Kentsel planlamada birbirine gölge düşüren yapılanma, artık en büyük günahlardan sayılmalıdır. İnsanların; yeşilden yararlanma, suyu kullanma hakkının henüz karşılandığı söylenemez. Fakat “bundan böyle karşılanmalıdır !” şeklinde genel kabul gördü ve tasarımların temel koşullarından olmaya başladı. Güneşe ulaşabilme, ışınlarını engelsiz alabilme hakkının da “bundan böyle ön koşul !” sayılması gerekmektedir kent planlarında.. Çünkü ancak bu takdirde, güneş tabanlı “enerji mimarlığı” ilkelerinin yapısal çözümlere kavuşabilmesi mümkün olacaktır.. Yani, gerçekten sürdürülebilir bir gelecekten söz etmeye hakkımız olacaktır.

TARİHİ ve ÇAĞDAŞ ÇÖZÜMLER

Belki tam burada, çok sıcak ülkelerin tarihi yerleşim örneklerinde, güneşten korunma amaçlı dar sokaklar akla gelecek ve gölgenin faydalarından bahsedilecektir. Bunlar sadece aşırı sıcak ülkelere has uç örneklerdir. Çok özel durumlarda hala geçerli olmakla birlikte, tek çözüm olmaktan uzaktadırlar artık. Çünkü günümüz teknolojisi; güneşin sadece ısıtan değil aynı zamanda soğutan enerji olduğunu fark etmiştir.

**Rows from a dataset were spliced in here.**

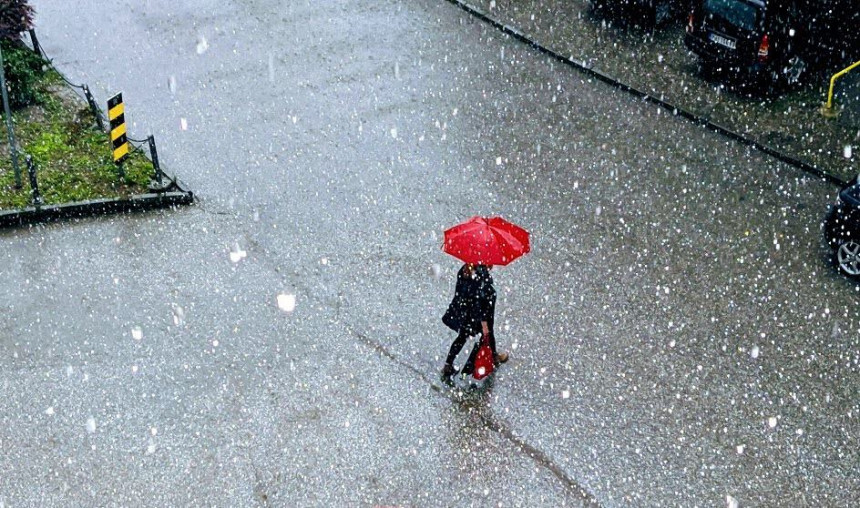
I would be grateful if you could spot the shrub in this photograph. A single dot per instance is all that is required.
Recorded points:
(23, 69)
(16, 16)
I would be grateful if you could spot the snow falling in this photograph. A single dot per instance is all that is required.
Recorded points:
(684, 329)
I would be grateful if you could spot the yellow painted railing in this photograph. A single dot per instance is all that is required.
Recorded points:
(828, 107)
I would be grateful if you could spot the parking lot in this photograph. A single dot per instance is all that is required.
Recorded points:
(657, 62)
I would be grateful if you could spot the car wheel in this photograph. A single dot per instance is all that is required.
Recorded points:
(848, 257)
(662, 13)
(793, 70)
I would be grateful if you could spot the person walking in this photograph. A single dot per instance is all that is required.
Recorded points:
(472, 311)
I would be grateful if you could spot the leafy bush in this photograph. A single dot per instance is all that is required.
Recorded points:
(23, 69)
(16, 16)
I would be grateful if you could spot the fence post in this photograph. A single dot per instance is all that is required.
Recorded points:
(34, 184)
(36, 47)
(10, 130)
(154, 154)
(94, 108)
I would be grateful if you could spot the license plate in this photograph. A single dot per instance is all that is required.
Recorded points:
(723, 41)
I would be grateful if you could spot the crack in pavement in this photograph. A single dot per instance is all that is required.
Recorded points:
(490, 423)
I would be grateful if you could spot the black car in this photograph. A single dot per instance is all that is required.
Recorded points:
(773, 41)
(842, 228)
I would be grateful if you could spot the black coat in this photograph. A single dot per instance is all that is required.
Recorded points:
(474, 301)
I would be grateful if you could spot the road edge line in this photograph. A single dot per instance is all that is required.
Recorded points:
(675, 110)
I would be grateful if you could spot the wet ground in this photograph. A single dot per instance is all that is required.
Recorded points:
(656, 61)
(678, 335)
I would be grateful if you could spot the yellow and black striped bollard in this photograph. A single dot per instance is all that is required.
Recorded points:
(118, 138)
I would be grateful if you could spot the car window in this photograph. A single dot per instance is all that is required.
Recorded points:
(736, 12)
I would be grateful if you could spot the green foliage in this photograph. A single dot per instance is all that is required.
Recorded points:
(73, 160)
(23, 70)
(16, 16)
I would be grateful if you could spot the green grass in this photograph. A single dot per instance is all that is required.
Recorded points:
(73, 159)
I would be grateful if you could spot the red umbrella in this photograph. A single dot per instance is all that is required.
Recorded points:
(486, 241)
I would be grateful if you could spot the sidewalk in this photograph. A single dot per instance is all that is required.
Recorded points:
(658, 63)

Absorbsiyonlu metotta olduğu gibi, güneşi yoğunlaştırarak elde edilen buhar ile mekanik yoldan soğutma yaygınlaşmaktadır. Ya da bir güneş bacası, rüzgâr kepçesi, venturi bacası ile doğal yoldan serinlik elde etmek çok kolaydır artık. Duvar elemanlarının yalıtım değerleri beklenmedik seviyelerdedir. Basit bir güneş duvarı veya seranın ters çalışması, yani ısınan havanın iç mekana değil, dış mekana yollanması sağlandığında, kuzey yönünden üç dört derece düşük, ya da toprak altından ortalama 15 derece sabit serin havanın alınması için vakum etkisi yaratan enerji, yine güneş olmaktadır..

Aynı sera ya da güneş duvarı yaz gecelerinde, bu kez iç mekânın soğutulmasına hizmet verebilmektedir. Çünkü geceleyin, yüksekte toplandığı için üst menfezden bu kurguya girecek olan sıcak hava, cam dış yüzeyle temas ederek soğuyacağından, alttaki menfezlerden içeriye düşük sıcaklıkta dönecektir. Bu sirkülâsyonu kendi ürettiğimiz elektrikle çalışan fanla desteklemek ise elbette performansı arttıracaktır.

Yani anlaşılması gereken; güneşin, rüzgârın, yağmurun, kaçıp korunmamız gereken doğa olayları değil, doğanın bize sunduğu enerji kaynakları olduğunun anlaşılmasıdır.

GÜNEŞ ve GÖLGE KONTROLÜ

Bir yüksek binanın gölgesinde kalan ya da aynı yükseklikte olsa da, aralarında yeterli mesafe olmamasından ötürü birbirini gölgeleyen yapı blokları, kendi enerjisini üretebilme gayretinin en büyük engelidir. Üzücüdür ki, dünyanın en önemli kentsel tasarımcıları dâhil olmak üzere, parsel düzenleme, yolları yönlendirme ve yapı yükseklikleri seçiminde bu kurala riayet edilmemektedir. Daha doğrusu böyle bir kural yok sayılmaktadır. Bence bir yapının güneş kontrolü hakkı, bir insanın nefesini kontrol hakkı gibidir. Sadece kendisine aittir. Engellenemez.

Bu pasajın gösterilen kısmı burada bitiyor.